Apartheid was driven by an economy of exploitation where labour was secured through the violation the national social contract to enable an exploitative state meet the needs of capital.  Migration, health, education, transport and housing were all controlled to fortify both capital and state.  Even today I benefit from Apartheid policies as I draw on my tertiary qualifications, my power within social situations and my social networks.   The nation continues to prioritise the needs of capital in its economic and social decision making, thereby marginalising the majority.  Is it possible to change what seems to be the natural order of things?  Am I just being idealistic?

Justice demands accountability and acknowledgement.  My humanity must be bound with the humanity and experience of my neighbours.   As long as I continue to benefit from exploitation and the warping of our South African social contract, I am implicated.

So how do we create a new social order?  “Charity” is a dirty word.
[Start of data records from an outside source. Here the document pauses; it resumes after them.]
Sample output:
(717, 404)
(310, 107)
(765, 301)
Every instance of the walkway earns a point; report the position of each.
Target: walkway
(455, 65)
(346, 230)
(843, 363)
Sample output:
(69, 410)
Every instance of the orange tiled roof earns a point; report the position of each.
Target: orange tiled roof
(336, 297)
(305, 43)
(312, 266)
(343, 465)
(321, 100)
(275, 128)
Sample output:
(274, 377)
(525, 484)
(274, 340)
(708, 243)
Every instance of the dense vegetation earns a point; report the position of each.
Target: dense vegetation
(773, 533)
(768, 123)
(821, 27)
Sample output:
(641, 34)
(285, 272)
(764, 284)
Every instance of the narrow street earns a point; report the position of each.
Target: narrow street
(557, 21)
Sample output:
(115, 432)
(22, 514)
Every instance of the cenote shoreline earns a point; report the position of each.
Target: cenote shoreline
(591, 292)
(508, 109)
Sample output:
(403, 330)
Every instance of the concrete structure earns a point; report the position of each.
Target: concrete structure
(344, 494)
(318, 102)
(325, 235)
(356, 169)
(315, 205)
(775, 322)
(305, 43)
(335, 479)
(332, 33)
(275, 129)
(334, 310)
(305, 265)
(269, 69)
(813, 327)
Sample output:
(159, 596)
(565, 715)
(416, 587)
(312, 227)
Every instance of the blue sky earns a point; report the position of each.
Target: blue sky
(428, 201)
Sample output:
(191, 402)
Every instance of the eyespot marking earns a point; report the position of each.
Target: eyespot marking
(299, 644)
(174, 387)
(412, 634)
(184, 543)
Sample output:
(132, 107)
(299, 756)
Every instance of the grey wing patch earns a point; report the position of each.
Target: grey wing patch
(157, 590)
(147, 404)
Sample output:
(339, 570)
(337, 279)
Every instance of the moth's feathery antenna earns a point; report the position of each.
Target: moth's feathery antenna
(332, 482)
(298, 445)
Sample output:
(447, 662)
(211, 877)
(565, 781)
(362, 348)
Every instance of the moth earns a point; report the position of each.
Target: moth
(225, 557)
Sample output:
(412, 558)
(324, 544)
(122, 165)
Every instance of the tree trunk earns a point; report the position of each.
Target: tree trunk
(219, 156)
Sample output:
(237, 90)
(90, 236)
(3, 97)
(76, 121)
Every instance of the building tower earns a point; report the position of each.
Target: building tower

The term speaks of placing people into disempowered positions in order to assist them – or worst still — to appeal to others to support you to assist them.  We speak of “the poor”, “the poorest of the poor”, “the street kids”, “the teenage mothers”, “informal settlements” in easy terms, eliding their stories and power into a disembodied poverty.  This is a poverty that impoverishes us all, increasing our feelings of power, but decreasing our humanness.

Until recently I placed trust in the tools of community development where we “create opportunities” for people who have been disadvantaged by society, so that they can work hard and step out of poverty to join our comfortable life.  Yet increasingly this focus on creating opportunities “for them” to access prosperity – albeit in partnership with “them” is not sitting comfortably.

A one-sided view, focusing only on those who are in need is just one side of the story.  If my relative wealth and advantage is intrinsically bound with exploitative, unfair competition and systematic injustice over generations, then I must be integrally connected with the process of redress.  I need to be factored into this story of development.  This needs to move further than economic empowerment to a real realigning of relationship that has been so twisted over such a long time.

The devastation of apartheid was of a magnitude that cannot be restored, yet some effort at repair must be attempted.  The misuse of power has been such that I need to make myself vulnerable in the process of remedy.  History needs to be recognised and acknowledged.   Stories need to be told and heard.  And someone needs to be accountable.    I must express my deep regret about what has happened.   And I need to participate in thoughtful strategies to share my access to wealth in order to repair our social contract.   My side of the social contract with other South Africans now has to be bound into real redress of deep social injustice – not social development or heavens forbid, charity.